It’s good to see transport ministers plugging the recently nationalised rail franchises in advance of Great British Railways (GBR), which was of course a Tory invention. But are the improvements claimed for what the Department for Transport (DfT) is calling South Eastern Railway all they are cracked up to be?
South Eastern Railway is what you get when Southeastern trains and Network Rail Kent “unite under a single leadership team”.
The DfT says that with Southeastern under public ownership it has been able to work increasingly closely with Network Rail for over a year.
This collaborative approach has resulted in greater efficiency with better, faster decisions for customers and taxpayers, leading to an improved railway. For example:
- consistently low levels of cancellations
- customer satisfaction at 86%
- subsidy required to operate Southeastern expected to reduce by £50 million year on year

There’s no detail behind “consistently low levels of cancellations”, except that it is said elsewhere to be “some of the lowest cancellation rates nationally”.
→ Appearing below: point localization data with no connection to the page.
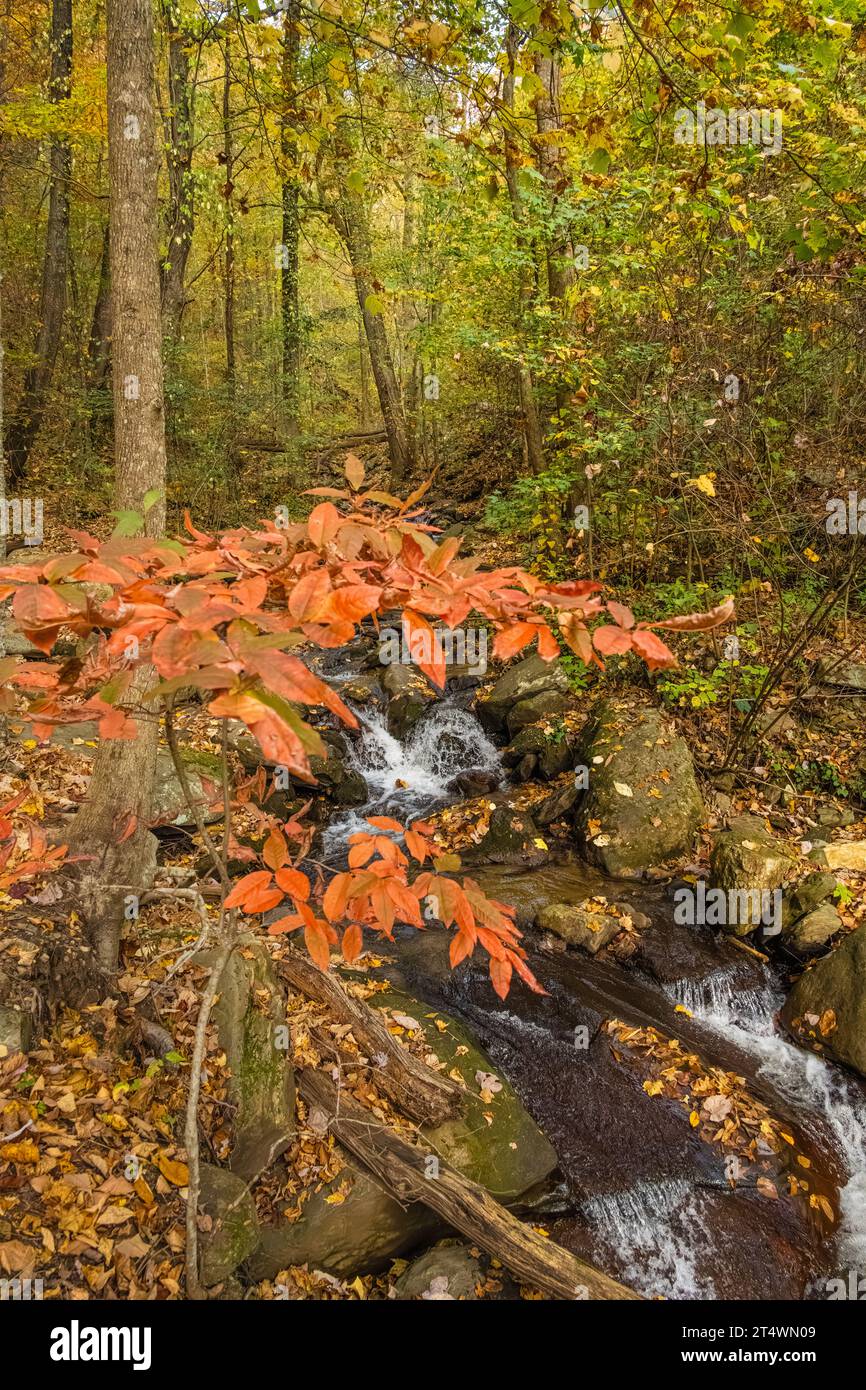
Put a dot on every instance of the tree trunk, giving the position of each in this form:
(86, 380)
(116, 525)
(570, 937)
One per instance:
(548, 116)
(228, 163)
(53, 299)
(99, 348)
(180, 142)
(526, 388)
(121, 786)
(353, 227)
(289, 260)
That’s a similar claim to boasting about an 86% customer satisfaction rate, which is barely above the national average 85% in the latest Transport Focus survey.
As for an expected reduction in subsidy, that’s happening on a national level.
The DfT says this “new integrated, collaborative approach across the south-east sets the path for how GBR will operate”, which raises the question of whether setting up GBR is really necessary.
Under the Tories, the DfT often pointed out how much could be done in the meantime and maybe Labour ministers are thinking on the same lines, with GBR not expected until at least the end of next year.